Ogólnie jednak wszystko zakończyło się pomyślnie.
Frank to świetny zawodnik. Myśli w klatce, był na samym szczycie. Dzisiaj nadal pozostaje świetnym zawodnikiem.
Pokonaniem Amerykanina Rosjanin utorował sobie drogę do półfinału Grand Prix kategorii ciężkiej, gdzie skrzyżuje rękawice z Chaelem Sonnenem.
Gangster z Oregonu zawitał nawet do klatki po zakończeniu walki Fedora, próbując następnie skręcić mocny materiał promocyjny – jednak ostatecznie także i on uległ czarowi Rosjanina, podając mu rękę.
https://twitter.com/FancyCombat/status/990434481428422656
Szczerze mówiąc, uważam, że Chael to dobry człowiek.
– stwierdził Ostatni Car, zapytany o Sonnena.
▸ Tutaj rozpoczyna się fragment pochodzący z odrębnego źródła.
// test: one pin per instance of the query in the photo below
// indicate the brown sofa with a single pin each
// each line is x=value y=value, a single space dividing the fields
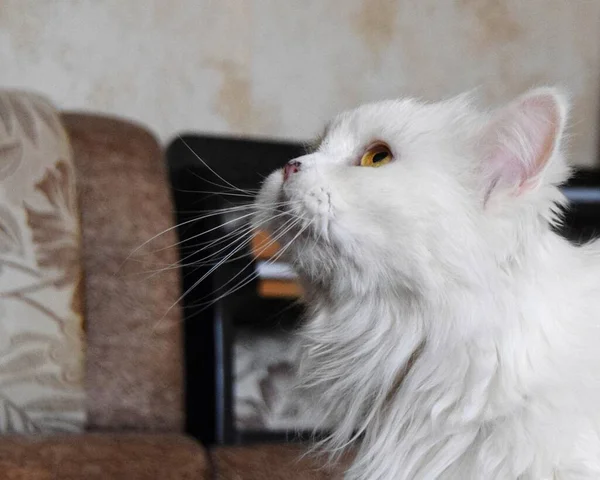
x=134 y=374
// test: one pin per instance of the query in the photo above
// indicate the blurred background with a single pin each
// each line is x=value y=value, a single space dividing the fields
x=281 y=69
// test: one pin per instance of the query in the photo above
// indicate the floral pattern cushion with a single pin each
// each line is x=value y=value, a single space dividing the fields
x=41 y=326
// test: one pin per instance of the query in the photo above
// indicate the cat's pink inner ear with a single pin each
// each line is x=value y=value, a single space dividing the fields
x=521 y=139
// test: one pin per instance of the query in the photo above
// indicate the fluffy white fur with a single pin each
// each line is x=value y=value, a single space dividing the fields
x=451 y=333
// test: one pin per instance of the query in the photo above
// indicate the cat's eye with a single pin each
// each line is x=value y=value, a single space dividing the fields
x=376 y=156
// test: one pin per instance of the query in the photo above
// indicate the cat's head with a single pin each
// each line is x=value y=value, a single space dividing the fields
x=413 y=195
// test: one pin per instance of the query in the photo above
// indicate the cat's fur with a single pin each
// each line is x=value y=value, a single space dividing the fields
x=449 y=326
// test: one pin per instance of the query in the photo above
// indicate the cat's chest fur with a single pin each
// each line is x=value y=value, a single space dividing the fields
x=502 y=401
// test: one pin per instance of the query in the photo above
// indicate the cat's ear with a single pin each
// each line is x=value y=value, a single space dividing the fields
x=520 y=141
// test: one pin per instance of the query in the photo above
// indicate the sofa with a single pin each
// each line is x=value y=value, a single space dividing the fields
x=133 y=381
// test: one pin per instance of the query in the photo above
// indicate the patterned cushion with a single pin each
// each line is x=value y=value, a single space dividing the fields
x=41 y=341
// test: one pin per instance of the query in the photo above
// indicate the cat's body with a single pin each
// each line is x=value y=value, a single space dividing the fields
x=448 y=324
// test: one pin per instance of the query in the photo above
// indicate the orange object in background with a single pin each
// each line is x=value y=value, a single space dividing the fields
x=263 y=248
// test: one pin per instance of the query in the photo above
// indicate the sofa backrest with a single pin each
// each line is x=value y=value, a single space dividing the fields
x=134 y=377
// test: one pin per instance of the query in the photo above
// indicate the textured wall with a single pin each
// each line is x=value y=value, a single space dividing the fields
x=279 y=69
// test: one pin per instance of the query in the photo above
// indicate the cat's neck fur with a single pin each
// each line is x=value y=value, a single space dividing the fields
x=423 y=389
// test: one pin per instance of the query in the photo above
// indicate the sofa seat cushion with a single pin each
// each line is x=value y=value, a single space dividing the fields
x=102 y=457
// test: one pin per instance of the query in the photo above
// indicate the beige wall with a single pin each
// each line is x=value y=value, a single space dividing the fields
x=281 y=68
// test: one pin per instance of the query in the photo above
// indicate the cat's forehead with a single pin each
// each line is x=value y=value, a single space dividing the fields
x=391 y=121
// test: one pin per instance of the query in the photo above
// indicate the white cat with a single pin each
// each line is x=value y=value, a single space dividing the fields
x=449 y=326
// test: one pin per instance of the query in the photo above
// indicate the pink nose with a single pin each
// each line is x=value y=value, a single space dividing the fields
x=293 y=166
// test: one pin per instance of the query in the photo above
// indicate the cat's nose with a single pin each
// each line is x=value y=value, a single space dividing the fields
x=293 y=166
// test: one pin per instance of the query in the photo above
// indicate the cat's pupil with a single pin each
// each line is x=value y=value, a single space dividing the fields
x=379 y=157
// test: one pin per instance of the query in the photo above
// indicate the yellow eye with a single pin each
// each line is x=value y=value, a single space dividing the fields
x=376 y=156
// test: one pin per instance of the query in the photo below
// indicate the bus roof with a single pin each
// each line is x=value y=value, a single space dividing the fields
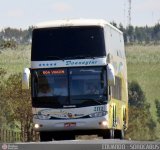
x=75 y=22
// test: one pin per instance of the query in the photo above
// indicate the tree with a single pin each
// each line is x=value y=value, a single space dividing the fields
x=141 y=124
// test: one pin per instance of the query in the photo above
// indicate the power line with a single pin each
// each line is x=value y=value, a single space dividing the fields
x=129 y=12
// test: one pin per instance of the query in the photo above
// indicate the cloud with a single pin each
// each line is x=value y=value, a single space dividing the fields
x=61 y=7
x=15 y=13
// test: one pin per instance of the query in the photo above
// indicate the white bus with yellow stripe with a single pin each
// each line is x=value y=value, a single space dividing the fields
x=67 y=58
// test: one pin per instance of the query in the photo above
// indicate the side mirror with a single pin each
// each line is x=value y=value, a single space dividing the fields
x=110 y=75
x=25 y=79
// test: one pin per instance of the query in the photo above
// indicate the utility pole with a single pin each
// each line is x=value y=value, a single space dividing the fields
x=129 y=12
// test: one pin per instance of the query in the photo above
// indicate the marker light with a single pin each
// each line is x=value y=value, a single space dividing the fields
x=104 y=123
x=36 y=126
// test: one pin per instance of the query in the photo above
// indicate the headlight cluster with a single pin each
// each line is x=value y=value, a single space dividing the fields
x=98 y=114
x=41 y=117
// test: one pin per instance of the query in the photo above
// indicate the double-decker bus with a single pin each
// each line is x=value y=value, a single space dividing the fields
x=78 y=79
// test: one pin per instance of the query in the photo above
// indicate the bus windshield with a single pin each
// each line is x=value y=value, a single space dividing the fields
x=72 y=86
x=67 y=43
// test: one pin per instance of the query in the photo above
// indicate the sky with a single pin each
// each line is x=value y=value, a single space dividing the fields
x=25 y=13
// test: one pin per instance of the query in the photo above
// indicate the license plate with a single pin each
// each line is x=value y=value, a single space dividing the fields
x=69 y=124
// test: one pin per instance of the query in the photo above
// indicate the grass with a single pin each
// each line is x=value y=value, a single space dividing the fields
x=143 y=64
x=13 y=61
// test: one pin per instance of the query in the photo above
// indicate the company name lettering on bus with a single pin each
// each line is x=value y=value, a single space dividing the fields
x=48 y=72
x=73 y=63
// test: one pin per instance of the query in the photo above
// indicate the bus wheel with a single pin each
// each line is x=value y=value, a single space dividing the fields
x=119 y=134
x=45 y=136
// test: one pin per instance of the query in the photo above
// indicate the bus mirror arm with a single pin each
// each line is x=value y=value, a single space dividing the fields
x=110 y=75
x=25 y=79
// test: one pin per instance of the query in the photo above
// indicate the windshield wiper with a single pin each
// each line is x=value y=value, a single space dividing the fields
x=80 y=56
x=90 y=100
x=54 y=57
x=84 y=56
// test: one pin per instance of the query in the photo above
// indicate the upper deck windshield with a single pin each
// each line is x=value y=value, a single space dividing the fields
x=67 y=42
x=73 y=86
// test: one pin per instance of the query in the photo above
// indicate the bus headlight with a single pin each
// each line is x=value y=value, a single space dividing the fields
x=98 y=114
x=41 y=117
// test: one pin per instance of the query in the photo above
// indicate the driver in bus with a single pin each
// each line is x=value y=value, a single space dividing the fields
x=92 y=89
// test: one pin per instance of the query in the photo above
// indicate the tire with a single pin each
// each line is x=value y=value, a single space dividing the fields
x=57 y=136
x=105 y=134
x=119 y=134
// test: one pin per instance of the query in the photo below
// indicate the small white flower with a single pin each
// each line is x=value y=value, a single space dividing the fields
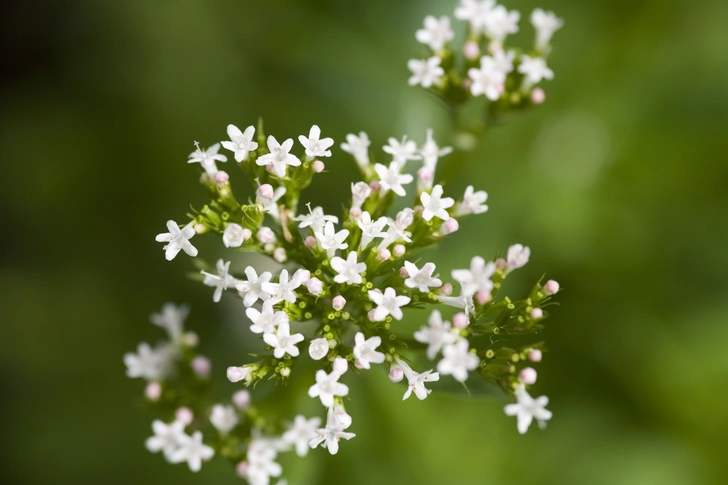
x=283 y=342
x=207 y=158
x=527 y=409
x=365 y=350
x=253 y=288
x=437 y=32
x=435 y=205
x=472 y=203
x=391 y=178
x=425 y=72
x=301 y=433
x=241 y=143
x=436 y=334
x=266 y=321
x=279 y=156
x=177 y=240
x=457 y=360
x=166 y=437
x=487 y=80
x=221 y=281
x=388 y=303
x=416 y=381
x=314 y=145
x=224 y=418
x=192 y=450
x=327 y=387
x=358 y=146
x=477 y=278
x=349 y=269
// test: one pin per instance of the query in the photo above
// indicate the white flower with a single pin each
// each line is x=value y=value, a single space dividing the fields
x=241 y=143
x=253 y=288
x=166 y=437
x=284 y=289
x=436 y=334
x=370 y=229
x=391 y=179
x=425 y=72
x=318 y=349
x=358 y=146
x=472 y=203
x=302 y=431
x=266 y=321
x=528 y=408
x=517 y=256
x=349 y=269
x=477 y=278
x=314 y=145
x=534 y=70
x=315 y=219
x=487 y=80
x=457 y=360
x=224 y=418
x=365 y=350
x=545 y=23
x=220 y=281
x=401 y=151
x=327 y=387
x=279 y=156
x=283 y=342
x=330 y=240
x=177 y=240
x=192 y=450
x=388 y=303
x=207 y=158
x=436 y=34
x=416 y=381
x=431 y=152
x=435 y=205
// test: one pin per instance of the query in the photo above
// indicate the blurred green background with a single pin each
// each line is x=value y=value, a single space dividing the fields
x=618 y=183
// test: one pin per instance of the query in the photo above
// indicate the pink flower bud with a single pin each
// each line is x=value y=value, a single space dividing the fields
x=338 y=302
x=153 y=391
x=551 y=287
x=201 y=366
x=528 y=375
x=314 y=286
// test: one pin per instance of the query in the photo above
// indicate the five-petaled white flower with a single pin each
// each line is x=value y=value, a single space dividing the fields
x=487 y=79
x=283 y=342
x=391 y=178
x=316 y=146
x=177 y=240
x=457 y=360
x=365 y=350
x=416 y=381
x=436 y=334
x=279 y=156
x=207 y=158
x=435 y=205
x=266 y=321
x=349 y=269
x=221 y=281
x=192 y=450
x=241 y=143
x=327 y=387
x=425 y=72
x=301 y=433
x=527 y=409
x=472 y=203
x=477 y=278
x=388 y=303
x=252 y=290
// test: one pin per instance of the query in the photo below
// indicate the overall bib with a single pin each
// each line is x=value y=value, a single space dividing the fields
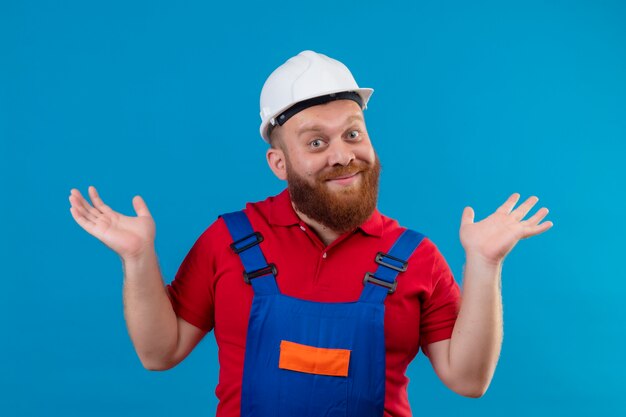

Gdy spotkaliśmy się w hotelu, rozmawialiśmy bardzo uprzejmie i po przyjacielsku. Publicznie oczywiście jego zachowanie jest odrobinę wyzywające, ale w ten sposób próbuje przyciągać dodatkową uwagę do swoich walk. Ja znam go z zupełnie innej strony.
*****
Trener: „Khabib mówi, że lubi męczyć gości przez pięć rund, ale…”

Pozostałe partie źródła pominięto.